Your question effectively comes down to: do you know how Oblivion Ring works?

If you're an inexperienced player and can be reasonably expected to not know that Oblivion Ring has not targeted anything yet, then the judges will issue one penalty (I assume it's a warning). On the other hand if you're experienced enough that you really should know better, then you get a more severe penalty for attempted cheating.

Two similar situations I recall reading about are:

  • Player A has an Aether Vial on 2 counters. They activate it. Player B lets the activation resolve. Player A puts Meddling Mage into play. Player B now attempts to cast Path to Exile "in response to" Meddling Mage's trigger.

Because Meddling Mage has no trigger, this play is illegal. The judges investigated and determined that player B saw the Meddling Mage, immediately realized they misplayed (they should've cast the Path in response to the activation), and attempted to undo their mistake by Pathing in response. Verdict: attempted cheating.

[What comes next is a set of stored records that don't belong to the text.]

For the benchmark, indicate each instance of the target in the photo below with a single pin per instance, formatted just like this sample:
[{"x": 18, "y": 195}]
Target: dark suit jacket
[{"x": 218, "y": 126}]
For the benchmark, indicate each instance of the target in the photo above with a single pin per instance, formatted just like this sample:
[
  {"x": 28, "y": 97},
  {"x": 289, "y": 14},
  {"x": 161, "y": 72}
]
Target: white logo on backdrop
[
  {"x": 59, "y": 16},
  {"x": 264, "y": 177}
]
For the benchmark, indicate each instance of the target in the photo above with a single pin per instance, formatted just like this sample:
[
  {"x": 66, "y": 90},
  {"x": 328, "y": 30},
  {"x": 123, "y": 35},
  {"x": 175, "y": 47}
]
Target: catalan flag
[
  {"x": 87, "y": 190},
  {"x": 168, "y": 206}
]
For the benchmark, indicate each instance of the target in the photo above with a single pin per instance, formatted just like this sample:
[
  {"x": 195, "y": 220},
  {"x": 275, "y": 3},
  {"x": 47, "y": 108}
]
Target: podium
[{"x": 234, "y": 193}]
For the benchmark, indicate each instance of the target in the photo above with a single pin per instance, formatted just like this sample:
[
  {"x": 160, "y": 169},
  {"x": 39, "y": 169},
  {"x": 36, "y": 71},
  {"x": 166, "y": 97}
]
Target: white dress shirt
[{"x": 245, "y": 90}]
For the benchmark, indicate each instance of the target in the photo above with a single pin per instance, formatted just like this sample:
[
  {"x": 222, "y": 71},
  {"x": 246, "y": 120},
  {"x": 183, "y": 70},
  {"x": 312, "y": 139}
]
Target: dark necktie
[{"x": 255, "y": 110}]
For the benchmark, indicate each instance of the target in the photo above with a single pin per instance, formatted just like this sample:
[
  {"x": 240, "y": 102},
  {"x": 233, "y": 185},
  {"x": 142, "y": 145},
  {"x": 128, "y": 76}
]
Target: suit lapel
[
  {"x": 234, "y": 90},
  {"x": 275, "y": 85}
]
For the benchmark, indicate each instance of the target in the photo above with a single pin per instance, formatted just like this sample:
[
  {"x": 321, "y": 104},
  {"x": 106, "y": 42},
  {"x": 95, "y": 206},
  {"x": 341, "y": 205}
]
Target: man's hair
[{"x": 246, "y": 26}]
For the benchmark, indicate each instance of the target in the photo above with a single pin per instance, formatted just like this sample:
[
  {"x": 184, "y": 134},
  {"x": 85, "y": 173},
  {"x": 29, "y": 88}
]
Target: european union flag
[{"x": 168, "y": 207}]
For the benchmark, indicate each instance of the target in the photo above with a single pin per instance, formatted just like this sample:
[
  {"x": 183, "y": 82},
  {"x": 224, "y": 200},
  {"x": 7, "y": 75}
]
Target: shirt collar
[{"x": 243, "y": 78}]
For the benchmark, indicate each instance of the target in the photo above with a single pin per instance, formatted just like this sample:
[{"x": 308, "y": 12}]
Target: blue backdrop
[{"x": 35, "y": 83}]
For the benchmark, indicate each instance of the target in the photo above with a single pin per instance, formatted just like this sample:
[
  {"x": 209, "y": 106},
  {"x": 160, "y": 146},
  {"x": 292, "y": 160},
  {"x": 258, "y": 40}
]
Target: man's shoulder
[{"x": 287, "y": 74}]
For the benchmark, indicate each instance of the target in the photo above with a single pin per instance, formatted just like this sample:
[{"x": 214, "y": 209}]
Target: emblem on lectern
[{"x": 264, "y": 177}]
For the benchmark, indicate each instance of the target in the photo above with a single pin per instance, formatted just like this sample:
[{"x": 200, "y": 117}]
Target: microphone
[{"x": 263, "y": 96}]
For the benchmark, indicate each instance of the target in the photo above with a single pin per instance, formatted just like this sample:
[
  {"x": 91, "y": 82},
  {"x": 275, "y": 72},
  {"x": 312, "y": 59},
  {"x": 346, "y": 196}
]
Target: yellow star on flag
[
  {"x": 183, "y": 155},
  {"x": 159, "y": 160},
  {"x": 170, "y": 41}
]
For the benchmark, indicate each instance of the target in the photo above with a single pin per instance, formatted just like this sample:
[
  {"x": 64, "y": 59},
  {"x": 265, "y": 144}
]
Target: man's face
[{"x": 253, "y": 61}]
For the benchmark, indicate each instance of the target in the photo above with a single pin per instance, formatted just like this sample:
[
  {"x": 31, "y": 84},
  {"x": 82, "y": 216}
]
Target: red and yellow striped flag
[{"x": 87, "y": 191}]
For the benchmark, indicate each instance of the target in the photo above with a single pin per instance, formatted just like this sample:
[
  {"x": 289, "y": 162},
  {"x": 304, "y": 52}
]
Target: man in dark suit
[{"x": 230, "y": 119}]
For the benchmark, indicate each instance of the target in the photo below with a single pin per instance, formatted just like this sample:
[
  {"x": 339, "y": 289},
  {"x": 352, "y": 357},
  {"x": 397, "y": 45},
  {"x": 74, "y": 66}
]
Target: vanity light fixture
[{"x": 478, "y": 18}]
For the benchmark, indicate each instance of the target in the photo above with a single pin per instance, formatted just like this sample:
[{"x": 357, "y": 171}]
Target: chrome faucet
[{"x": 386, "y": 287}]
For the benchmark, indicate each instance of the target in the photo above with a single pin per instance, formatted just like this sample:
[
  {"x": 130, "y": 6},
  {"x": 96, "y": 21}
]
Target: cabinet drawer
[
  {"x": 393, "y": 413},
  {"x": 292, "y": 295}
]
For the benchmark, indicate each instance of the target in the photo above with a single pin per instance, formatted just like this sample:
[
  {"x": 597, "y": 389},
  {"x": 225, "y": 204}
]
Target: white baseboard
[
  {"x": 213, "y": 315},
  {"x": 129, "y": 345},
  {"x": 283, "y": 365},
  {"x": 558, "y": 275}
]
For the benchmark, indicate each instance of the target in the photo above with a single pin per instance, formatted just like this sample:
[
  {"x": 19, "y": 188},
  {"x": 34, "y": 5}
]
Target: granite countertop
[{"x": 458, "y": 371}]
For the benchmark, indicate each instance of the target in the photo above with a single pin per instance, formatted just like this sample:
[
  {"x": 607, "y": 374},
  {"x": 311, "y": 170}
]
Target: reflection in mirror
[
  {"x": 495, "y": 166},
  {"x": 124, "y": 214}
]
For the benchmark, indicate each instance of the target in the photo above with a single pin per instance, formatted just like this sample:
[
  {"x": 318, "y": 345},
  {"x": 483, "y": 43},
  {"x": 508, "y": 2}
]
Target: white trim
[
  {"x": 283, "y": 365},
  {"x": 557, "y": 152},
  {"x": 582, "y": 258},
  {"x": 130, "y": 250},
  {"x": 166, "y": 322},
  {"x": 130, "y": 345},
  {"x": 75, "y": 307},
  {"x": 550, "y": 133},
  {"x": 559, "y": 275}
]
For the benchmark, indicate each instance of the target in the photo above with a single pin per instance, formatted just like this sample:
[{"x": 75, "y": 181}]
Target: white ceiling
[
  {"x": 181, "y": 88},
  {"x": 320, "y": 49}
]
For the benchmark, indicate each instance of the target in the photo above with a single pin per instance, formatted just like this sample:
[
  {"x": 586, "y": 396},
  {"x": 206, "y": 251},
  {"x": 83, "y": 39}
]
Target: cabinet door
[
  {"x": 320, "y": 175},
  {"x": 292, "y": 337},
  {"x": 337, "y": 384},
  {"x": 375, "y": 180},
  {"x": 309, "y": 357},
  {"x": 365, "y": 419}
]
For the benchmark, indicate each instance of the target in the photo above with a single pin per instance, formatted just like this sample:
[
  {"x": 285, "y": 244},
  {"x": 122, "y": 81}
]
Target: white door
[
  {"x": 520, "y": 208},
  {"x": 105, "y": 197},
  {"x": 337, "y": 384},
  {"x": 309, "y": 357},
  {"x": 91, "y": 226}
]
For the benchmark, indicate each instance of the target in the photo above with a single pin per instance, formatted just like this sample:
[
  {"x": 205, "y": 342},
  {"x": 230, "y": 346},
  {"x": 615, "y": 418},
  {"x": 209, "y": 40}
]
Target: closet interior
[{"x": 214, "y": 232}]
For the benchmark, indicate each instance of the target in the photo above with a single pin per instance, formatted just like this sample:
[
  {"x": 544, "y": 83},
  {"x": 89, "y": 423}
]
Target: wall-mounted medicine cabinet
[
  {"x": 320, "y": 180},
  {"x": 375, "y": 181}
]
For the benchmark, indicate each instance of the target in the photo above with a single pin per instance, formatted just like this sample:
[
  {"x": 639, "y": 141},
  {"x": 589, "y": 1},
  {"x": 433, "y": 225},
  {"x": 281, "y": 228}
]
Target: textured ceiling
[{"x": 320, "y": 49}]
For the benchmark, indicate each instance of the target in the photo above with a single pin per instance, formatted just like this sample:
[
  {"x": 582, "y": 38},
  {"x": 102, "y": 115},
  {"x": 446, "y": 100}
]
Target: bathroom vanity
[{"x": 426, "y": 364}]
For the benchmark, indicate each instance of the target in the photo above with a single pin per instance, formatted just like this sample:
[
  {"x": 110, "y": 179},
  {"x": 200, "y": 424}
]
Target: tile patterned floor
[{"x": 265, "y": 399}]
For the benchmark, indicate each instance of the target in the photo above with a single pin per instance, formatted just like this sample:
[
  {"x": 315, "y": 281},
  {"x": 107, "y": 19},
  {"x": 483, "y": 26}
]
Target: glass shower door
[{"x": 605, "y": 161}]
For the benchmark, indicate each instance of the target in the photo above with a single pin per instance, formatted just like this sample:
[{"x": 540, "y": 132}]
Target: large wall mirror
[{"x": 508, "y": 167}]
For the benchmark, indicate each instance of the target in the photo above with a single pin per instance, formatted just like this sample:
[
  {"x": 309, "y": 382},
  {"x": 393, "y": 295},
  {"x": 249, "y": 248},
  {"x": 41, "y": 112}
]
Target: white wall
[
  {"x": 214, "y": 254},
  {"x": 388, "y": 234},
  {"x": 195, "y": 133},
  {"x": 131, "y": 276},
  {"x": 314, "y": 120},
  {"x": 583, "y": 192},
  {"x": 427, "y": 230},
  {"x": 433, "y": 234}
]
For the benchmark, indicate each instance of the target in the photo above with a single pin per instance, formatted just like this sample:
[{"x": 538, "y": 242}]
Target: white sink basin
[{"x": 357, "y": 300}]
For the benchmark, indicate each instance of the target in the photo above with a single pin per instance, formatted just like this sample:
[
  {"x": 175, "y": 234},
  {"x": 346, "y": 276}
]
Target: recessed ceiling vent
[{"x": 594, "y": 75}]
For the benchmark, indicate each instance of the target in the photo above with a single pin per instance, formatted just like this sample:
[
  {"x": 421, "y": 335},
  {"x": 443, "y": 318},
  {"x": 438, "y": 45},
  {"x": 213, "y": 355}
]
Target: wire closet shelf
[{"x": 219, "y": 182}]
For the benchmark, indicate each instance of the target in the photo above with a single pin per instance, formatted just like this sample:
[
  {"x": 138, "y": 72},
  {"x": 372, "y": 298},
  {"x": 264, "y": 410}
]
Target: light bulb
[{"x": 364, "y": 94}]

  • Player A has a Reality Smasher. Player B casts Stasis Snare, which resolves. Player B targets Reality Smasher with Stasis Snare's trigger. Player A says "trigger". Reality Smasher should not trigger, because it only triggers in response to an opponent's spell, and Stasis Snare is not a spell after it's resolved.

In this situation, player B should definitely call a judge, because player A is potentially attempting to cheat (keyword being "potentially"). The judge will then determine if player A knows how their own cards work. In theory they should - they're playing with it after all - but this interaction is not an obvious one. If the judge determines the player is innocent, they'll still get at least a warning, which is a permanent record that now that player should know how Reality Smasher works. If in the future the player tries to trigger Reality Smasher again in this way, then the judge can reasonably conclude the player is attempting to cheat.

Your situation is the same as these two. Do you know how Oblivion Ring works? If yes, then you are attempting to cheat. If not, then you'll likely get at least a warning as a permanent record that you now know how Oblivion Ring works. Afterwards, whether the judges will rule that you've let the spell resolve is up to their discretion.